Katherine Kerr is a rising junior at Purdue University, majoring in Biomedical Engineering. She is working in Dr. Paul Janmey’s lab, measuring the shear rheology of soft biomaterials.
Viscoelastic Properties of Tofu as a Phantom for Liver Disease Diagnosis
Liver disease is the cause of approximately two million deaths globally each year. Many liver diseases, such as liver fibrosis, are characterized by alterations in the mechanical properties of liver tissues. Magnetic resonance elastography (MRE) provides a noninvasive tool to diagnose and monitor liver disease by measuring the mechanical properties of tissues. To ensure accurate evaluations of tissue properties, materials called phantoms are often used to calibrate an MRE device. Traditional phantoms, such as polymeric gels, can be expensive, difficult to produce at large scales, and lack complex structures associated with liver tissue.

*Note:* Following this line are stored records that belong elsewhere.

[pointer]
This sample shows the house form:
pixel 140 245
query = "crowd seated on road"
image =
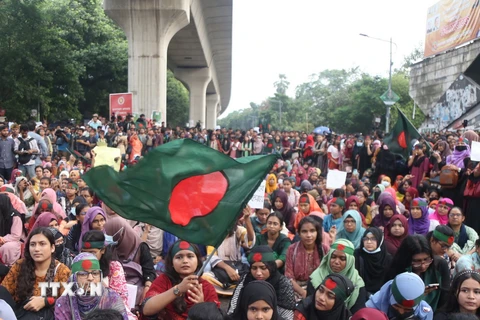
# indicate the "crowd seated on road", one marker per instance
pixel 395 240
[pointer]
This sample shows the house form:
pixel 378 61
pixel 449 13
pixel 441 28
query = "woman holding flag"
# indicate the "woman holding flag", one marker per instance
pixel 177 290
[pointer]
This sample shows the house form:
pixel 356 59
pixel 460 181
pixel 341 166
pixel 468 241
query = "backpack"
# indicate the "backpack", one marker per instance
pixel 24 145
pixel 448 177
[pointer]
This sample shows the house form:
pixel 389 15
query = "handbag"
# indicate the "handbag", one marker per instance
pixel 222 275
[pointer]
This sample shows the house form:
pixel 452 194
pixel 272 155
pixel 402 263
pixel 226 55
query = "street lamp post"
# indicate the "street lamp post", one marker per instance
pixel 390 102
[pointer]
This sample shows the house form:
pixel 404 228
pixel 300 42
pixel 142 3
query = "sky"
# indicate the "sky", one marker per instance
pixel 304 37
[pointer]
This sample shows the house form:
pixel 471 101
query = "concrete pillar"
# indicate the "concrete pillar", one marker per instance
pixel 149 26
pixel 212 105
pixel 196 80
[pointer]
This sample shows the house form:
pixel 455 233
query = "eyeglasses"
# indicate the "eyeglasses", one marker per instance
pixel 418 264
pixel 84 274
pixel 455 215
pixel 367 239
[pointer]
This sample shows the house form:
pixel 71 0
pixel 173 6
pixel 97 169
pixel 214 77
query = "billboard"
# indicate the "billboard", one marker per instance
pixel 121 104
pixel 451 23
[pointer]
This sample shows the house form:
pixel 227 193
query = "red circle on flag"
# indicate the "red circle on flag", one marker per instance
pixel 196 196
pixel 401 139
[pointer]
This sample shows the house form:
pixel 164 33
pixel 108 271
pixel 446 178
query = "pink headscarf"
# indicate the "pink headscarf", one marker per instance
pixel 50 195
pixel 436 216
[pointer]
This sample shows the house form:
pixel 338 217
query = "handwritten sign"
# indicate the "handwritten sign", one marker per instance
pixel 336 179
pixel 258 197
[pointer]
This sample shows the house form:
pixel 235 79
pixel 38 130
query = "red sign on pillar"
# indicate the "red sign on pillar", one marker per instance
pixel 121 104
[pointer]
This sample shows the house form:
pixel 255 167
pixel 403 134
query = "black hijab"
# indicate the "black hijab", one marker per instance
pixel 372 266
pixel 253 292
pixel 7 212
pixel 343 289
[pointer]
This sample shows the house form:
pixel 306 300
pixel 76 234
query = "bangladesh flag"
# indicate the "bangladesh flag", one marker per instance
pixel 183 187
pixel 400 139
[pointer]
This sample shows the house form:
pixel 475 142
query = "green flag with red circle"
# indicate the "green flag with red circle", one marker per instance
pixel 400 139
pixel 183 187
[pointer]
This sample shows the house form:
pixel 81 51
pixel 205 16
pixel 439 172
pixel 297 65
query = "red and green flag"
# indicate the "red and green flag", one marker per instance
pixel 400 140
pixel 183 187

Tofu offers a phantom candidate that is cheaper and easy to manufacture. In this work, the rheological properties of two types of commercial tofu, varying in firmness, were studied at different compression levels, making use of a home-made torsion pendulum. The pendulum was compromised of two aluminum plates, a labjack to which the tofu was fixed, and a rotary motion sensor. A cylindrical tofu sample was sandwiched between the labjack and plates. The plates were rotated by a small angle and then released. The subsequent oscillation angle was measured and used to infer the viscoelastic properties of tofu at various compression levels up to fifty percent. It was found that both types of tofu exhibited compression stiffening and shear softening properties, being qualitatively similar to liver properties. Our results suggest that tofu could be used as a tissue mimicking phantom to calibrate and validate MRE results.